The girl recognized the man. He was the
propietario
of this trailer park, maybe the owner, too. The man scared her. But the man’s wife—or girlfriend, maybe—a woman with muscles and an evil face, scared her more.
Automatically, Tula used her hands to cover herself. But then she took her hands away.
The man had fog in his eyes—most people did—and Tula decided it was safer to be still, like a mirror, rather than behave like a frightened vessel that could be taken by force, then filled.
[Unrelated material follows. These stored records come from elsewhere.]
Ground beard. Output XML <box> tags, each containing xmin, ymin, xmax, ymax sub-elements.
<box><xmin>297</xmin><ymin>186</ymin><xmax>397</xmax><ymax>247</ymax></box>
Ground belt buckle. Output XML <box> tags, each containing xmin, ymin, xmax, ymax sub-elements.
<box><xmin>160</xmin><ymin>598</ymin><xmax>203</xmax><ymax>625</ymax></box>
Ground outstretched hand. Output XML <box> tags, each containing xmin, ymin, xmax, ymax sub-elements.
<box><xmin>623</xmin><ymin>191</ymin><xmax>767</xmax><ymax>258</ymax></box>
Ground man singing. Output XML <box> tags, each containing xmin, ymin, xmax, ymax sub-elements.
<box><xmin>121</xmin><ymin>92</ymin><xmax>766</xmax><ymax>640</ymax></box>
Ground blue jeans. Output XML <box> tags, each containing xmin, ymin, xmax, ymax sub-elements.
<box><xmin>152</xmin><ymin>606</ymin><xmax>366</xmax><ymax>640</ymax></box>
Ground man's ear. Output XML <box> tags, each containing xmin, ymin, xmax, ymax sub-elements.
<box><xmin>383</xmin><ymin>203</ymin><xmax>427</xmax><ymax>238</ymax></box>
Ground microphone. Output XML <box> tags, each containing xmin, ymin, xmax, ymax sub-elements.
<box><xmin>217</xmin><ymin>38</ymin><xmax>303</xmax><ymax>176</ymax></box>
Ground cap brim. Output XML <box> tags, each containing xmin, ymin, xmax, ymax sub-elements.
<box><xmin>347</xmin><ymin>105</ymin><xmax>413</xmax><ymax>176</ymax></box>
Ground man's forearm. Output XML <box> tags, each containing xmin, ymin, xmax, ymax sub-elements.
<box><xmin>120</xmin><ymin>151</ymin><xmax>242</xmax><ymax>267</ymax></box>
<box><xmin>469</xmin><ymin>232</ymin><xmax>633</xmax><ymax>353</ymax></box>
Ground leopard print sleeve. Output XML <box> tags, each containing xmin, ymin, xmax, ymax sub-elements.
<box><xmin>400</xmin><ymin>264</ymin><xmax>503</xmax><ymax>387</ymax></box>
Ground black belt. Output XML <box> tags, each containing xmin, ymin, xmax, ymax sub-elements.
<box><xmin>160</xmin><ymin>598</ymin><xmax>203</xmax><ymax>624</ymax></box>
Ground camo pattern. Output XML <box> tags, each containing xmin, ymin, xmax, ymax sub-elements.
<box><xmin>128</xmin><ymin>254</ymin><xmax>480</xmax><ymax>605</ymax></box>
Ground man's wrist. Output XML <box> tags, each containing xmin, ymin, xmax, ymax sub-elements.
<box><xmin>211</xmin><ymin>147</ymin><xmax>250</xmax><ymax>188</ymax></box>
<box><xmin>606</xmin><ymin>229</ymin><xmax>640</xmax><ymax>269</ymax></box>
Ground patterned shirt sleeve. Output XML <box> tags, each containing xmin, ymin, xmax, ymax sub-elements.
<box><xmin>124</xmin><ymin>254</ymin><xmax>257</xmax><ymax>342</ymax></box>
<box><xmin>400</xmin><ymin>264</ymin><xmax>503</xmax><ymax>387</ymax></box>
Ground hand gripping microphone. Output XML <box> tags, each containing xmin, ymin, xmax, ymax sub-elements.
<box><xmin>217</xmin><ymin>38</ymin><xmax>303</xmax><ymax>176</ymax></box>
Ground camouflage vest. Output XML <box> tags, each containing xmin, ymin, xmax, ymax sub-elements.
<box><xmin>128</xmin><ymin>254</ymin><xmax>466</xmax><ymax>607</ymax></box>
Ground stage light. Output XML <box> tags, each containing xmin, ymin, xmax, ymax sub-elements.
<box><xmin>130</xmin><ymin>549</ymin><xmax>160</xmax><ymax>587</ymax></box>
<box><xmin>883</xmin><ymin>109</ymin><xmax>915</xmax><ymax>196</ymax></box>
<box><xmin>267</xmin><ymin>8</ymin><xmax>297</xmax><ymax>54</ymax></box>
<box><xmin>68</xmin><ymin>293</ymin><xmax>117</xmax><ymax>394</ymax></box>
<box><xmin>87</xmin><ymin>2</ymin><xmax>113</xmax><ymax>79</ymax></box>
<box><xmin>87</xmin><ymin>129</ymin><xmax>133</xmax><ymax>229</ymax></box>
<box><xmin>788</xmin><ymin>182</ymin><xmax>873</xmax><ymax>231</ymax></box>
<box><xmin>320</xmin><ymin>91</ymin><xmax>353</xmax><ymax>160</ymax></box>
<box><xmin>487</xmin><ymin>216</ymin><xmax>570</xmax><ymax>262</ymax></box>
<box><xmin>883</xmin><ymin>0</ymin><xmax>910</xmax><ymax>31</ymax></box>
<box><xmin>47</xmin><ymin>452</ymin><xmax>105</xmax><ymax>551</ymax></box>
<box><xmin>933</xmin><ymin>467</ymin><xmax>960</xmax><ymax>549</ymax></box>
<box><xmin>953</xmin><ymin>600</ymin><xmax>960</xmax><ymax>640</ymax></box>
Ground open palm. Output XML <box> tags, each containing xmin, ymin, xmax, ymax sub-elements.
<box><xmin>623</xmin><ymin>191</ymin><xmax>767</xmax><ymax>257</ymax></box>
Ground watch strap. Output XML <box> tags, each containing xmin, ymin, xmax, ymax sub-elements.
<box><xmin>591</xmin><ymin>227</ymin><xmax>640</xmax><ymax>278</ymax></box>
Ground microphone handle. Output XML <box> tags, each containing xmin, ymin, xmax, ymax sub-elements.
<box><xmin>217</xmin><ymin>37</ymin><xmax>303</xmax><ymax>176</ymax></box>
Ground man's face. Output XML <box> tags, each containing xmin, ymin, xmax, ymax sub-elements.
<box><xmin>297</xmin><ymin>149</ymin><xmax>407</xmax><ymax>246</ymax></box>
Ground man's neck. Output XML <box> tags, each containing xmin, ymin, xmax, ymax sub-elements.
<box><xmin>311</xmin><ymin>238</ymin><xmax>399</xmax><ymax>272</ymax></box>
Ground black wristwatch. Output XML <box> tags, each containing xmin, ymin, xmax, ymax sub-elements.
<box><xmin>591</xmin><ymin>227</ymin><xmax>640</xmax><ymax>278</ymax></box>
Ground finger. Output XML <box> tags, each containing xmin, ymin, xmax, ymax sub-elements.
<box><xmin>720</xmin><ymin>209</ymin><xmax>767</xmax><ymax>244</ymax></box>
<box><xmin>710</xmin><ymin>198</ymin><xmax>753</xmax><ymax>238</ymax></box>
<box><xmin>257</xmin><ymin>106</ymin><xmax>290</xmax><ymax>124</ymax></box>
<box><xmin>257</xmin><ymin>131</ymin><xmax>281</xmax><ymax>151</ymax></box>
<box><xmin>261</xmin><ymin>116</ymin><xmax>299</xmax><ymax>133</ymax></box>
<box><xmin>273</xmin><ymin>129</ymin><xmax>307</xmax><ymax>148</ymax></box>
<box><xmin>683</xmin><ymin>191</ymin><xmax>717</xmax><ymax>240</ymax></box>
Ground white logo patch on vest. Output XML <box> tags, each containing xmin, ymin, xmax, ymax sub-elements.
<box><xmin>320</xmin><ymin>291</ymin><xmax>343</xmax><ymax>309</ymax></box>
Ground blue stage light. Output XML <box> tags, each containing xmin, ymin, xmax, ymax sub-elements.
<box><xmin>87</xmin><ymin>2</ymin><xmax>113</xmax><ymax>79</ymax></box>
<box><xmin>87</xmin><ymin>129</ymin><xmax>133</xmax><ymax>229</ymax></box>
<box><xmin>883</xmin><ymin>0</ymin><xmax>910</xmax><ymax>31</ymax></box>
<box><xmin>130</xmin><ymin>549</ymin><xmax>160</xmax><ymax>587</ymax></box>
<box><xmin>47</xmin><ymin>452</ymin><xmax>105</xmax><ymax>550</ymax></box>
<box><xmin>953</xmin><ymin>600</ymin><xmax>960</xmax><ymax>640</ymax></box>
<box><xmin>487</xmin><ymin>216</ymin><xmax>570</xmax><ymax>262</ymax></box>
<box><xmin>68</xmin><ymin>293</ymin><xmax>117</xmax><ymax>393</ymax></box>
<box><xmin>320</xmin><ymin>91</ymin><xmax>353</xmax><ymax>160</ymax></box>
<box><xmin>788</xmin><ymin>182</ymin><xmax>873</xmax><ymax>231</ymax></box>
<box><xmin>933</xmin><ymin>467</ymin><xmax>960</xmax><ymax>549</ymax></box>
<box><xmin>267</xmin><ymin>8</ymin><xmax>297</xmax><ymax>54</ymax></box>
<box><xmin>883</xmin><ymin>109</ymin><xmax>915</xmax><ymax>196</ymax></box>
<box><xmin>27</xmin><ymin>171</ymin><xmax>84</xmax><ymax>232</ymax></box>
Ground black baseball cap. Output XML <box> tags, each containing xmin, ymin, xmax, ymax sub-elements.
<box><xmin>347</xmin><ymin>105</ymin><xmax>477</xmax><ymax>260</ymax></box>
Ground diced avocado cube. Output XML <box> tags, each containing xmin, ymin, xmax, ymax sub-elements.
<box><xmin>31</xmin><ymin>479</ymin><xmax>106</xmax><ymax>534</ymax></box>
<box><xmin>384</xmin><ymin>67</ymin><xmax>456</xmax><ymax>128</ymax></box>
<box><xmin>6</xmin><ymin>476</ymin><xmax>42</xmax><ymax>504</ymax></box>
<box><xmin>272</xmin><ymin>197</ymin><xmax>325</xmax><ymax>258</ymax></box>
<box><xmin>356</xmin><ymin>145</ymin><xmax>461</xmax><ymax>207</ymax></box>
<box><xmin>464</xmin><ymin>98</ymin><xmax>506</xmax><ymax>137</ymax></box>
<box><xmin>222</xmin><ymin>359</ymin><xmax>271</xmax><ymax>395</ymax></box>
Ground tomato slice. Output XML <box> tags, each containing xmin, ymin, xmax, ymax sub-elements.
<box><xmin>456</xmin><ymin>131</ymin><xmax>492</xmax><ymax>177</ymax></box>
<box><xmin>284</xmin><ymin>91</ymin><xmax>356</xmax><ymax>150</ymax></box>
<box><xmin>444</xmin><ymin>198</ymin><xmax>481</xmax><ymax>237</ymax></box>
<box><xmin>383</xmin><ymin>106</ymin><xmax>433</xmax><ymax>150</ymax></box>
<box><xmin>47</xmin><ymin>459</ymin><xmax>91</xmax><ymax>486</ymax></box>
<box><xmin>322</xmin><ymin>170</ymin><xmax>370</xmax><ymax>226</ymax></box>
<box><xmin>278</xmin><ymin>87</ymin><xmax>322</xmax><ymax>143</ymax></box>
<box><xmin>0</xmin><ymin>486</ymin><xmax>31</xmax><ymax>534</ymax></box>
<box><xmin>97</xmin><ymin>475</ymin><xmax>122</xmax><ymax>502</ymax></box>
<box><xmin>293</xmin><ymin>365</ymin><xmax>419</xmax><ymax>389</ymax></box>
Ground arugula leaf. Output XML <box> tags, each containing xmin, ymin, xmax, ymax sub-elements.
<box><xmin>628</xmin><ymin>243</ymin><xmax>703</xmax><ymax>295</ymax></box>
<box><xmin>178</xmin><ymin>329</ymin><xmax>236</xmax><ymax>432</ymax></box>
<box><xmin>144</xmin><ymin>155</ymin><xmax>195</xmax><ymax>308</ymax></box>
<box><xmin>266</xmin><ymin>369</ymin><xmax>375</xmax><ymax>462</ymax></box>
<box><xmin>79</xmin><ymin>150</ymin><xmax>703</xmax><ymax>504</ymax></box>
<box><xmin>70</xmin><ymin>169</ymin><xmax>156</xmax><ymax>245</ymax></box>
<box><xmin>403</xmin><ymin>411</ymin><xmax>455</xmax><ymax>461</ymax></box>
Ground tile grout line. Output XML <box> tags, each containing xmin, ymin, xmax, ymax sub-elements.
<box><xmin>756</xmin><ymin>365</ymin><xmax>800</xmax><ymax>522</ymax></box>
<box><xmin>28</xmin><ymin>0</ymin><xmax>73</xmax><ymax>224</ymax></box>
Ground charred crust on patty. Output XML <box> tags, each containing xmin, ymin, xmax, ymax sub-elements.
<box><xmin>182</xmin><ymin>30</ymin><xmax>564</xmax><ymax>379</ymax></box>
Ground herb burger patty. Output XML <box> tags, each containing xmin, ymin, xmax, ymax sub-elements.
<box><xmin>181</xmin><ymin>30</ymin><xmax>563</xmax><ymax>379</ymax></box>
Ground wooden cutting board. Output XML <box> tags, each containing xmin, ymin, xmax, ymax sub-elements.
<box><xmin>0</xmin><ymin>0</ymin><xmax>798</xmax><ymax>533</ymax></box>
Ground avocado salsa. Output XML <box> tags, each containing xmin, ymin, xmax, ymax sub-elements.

The man, whose name was Harris Squires, looked at her strangely for a moment. It was almost as if he recognized her face and was thinking back, trying to remember. Then he tilted his head and sniffed twice, nostrils searching. He was a man so large that he filled the bathroom space, his nose almost touching the low ceiling. Squires’s nose was flat and wide, like a gorilla’s, but he was the palest man Tula had ever seen. A man so white that his skin looked translucent, blue veins snaking out from beneath his muscle T-shirt and tight jeans.
“Know how else I knew you was a girl?” he asked. “I could
smell
you, darlin’. Man-oh-man”—his grin broadened, showing teeth so even that it was as if they had been filed—“I can wind-scent a virgin from seven counties away. What’s the word for virgin in Spanish?”
Harris Squires didn’t speak Spanish, although he’d learned a few phrases. But his girlfriend, Francisca Manchon—Frankie—spoke bits and pieces of it. She had taught him some things to say. Frankie called male Mexicans
chilies
, or greasers. Women were
chulas
. Harris didn’t understand what the last term actually meant, but he guessed it wasn’t very nice, knowing Frankie.